I was already loved, I was the way I was meant to be, I need to find it and claim it back. I knew I was failing myself and trust in me , knowing that and feeling guilty didn’t help to get back on track. I was basically hiding from light, trying to stay unnoticed in the shadow. Forgive me for referring to “i” all the time, it’s just what I learned and know for sure: with me there are so many people who are overwhelmed with feeling lost, disconnected, guilty and ashamed of that, who as result won’t accept love given to them already. They don’t think they are worthy of it.

Anyway, …you helped me to realize that I need to not just hear it but communicate and I’m sure I ll get there. That’s the only direction I should be going. So, I learned. Good for me. Now drop guilt, fear and remember: someone just confirmed that it’s all true, so you are going in right direction. I really really appreciate your answer. Thank you, that’s exactly what I needed to hear.

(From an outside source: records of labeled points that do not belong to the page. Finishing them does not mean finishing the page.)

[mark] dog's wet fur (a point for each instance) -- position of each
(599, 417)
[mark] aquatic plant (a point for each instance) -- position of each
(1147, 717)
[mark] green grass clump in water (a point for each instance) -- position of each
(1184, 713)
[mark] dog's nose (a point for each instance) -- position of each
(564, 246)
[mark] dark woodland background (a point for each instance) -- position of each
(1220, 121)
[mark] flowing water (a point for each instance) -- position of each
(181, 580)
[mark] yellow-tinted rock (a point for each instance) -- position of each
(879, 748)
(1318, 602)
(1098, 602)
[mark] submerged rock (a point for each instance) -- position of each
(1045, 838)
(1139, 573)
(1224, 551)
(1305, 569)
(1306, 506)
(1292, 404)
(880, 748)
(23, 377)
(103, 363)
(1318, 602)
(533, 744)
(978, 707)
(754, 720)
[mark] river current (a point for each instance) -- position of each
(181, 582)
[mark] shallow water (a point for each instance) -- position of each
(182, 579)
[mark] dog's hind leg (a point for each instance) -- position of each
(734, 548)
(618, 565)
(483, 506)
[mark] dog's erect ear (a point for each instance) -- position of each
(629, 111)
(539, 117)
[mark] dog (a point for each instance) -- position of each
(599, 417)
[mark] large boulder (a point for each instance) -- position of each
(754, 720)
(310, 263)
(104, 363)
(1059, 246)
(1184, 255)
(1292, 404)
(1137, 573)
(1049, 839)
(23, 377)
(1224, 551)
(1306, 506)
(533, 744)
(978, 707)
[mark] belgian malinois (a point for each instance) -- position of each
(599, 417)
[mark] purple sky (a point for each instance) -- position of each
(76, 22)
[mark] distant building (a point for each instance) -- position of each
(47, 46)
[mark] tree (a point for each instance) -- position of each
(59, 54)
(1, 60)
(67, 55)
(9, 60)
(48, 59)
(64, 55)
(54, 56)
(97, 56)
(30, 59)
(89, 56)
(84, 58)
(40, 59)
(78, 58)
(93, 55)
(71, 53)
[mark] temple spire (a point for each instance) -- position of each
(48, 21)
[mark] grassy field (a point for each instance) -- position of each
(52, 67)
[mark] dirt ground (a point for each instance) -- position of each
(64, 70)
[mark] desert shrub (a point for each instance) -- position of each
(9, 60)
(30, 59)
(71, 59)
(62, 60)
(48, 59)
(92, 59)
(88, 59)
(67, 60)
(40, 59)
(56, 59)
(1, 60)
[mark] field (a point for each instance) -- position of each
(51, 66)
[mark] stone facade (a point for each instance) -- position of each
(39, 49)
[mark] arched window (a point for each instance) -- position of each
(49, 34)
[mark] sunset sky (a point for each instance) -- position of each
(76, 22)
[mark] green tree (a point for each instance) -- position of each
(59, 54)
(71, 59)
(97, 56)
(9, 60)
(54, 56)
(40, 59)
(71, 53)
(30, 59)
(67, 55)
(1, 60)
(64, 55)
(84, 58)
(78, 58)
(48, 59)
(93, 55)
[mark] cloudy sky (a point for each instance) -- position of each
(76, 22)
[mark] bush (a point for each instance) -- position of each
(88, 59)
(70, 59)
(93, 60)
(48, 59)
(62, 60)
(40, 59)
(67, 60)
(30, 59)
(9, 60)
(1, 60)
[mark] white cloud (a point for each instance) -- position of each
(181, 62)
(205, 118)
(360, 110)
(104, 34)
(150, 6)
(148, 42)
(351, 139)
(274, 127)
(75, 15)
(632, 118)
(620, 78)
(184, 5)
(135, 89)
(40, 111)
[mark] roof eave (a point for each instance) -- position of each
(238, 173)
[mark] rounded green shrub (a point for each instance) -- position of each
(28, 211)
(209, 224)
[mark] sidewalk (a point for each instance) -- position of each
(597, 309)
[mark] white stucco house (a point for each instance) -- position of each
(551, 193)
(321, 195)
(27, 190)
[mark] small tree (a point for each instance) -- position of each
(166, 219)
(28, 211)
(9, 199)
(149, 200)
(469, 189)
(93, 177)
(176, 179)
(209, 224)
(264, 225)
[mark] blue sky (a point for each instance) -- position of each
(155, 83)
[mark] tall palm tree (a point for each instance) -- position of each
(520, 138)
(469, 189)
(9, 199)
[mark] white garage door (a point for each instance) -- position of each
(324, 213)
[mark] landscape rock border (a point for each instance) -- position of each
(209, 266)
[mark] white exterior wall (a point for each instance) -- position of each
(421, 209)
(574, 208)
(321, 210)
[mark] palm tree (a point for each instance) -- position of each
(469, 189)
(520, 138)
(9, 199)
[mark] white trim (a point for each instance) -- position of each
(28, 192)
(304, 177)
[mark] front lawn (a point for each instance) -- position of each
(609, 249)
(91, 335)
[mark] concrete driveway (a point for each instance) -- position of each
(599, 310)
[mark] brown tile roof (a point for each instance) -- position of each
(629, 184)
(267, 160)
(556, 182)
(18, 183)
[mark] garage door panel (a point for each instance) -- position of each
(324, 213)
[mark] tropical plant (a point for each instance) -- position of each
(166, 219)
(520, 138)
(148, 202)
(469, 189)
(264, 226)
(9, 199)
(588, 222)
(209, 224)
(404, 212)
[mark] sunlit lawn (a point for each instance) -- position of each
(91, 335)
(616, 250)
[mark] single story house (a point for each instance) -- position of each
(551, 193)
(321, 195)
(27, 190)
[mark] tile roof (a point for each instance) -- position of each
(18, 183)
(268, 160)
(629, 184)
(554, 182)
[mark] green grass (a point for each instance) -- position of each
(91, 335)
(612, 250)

PS. My husband is supportive in everything I need , he just wants to see me happy. He calls himself “atheis” …. Please… He is not, he is the most spiritual, true and solid person I know. Atheist is the one who doubts everything but his own existence (what a primitive thinking that is to think there is nothing greater out there than your insignificant self!) He is nothing like that. I showed him your website yesterday and will show today again. He didn’t say it, but based on that suggested couple of books to read… Atheist?! No. He is not.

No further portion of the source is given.